Sobre o jejum, ou, melhor dizendo, as mortificações corporais, as instruções podem ser um pouco mais confusas. É preciso saber o que fazer, como fazer e quando fazer para que não se adiram a extremos desnecessários ou obras vãs. Por exemplo, não faz sentido uma alma que não pratica a oração mental adotar o uso do cilício e da disciplina, mas pode acabar por fazê-lo se não tiver a instrução adequada. Uma regra geral que se pode dar é, caso considere que está apto a tolerar tão pesadas mortificações, consultar o diretor espiritual. Mas deve-se começar as mortificações de pouco em pouco. Em primeiro lugar, definir para si uma hora de dormir, uma hora de acordar e horários para rezar. Dormir no horário prescrito envolve mortificação, às vezes grande mortificação.
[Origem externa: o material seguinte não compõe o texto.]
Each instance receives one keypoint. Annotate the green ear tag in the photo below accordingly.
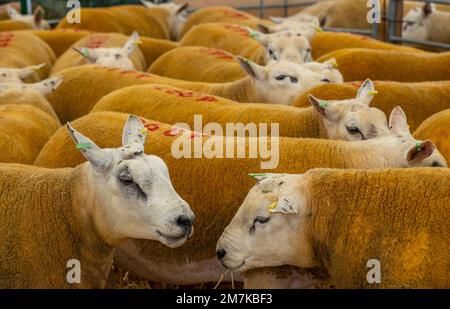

Outras coisas que deve-se associar a isso, antes de pensar em penitências pesadas como as mencionadas anteriormente, podem ser: rezar as orações da manhã e da noite, bem como a meditação e o Santo Terço, de joelhos. Também, fazer a abstinência de carne às sextas-feiras (essa, inclusive, sob pena de pecado mortal, segundo o artigo 1251 do CDC), e, se possível, acrescentá-las ao jejum, ou à abstinência uma segunda vez na semana, preferencialmente na quarta-feira ou no sábado. Enfim, muitas são as mortificações que um católico deve empregar em sua vida cotidiana, mas sempre exercitando a prudência e sempre procurando consultar-se com o confessor ou diretor espiritual.

Conclusão

Espero que este texto tenha ajudado de alguma forma a sanar as possíveis dúvidas que ficam com respeito ao espírito de penitência exigido pela Quaresma, a qual foi instituída a fim de imitarmos, de algum modo, o rigoroso jejum de quarenta dias que Jesus Cristo observou no deserto, e a fim de nos prepararmos, por meio da penitência, para celebrar santamente a festa da Páscoa. Fique com Deus e, se possível, inclua-me em suas orações.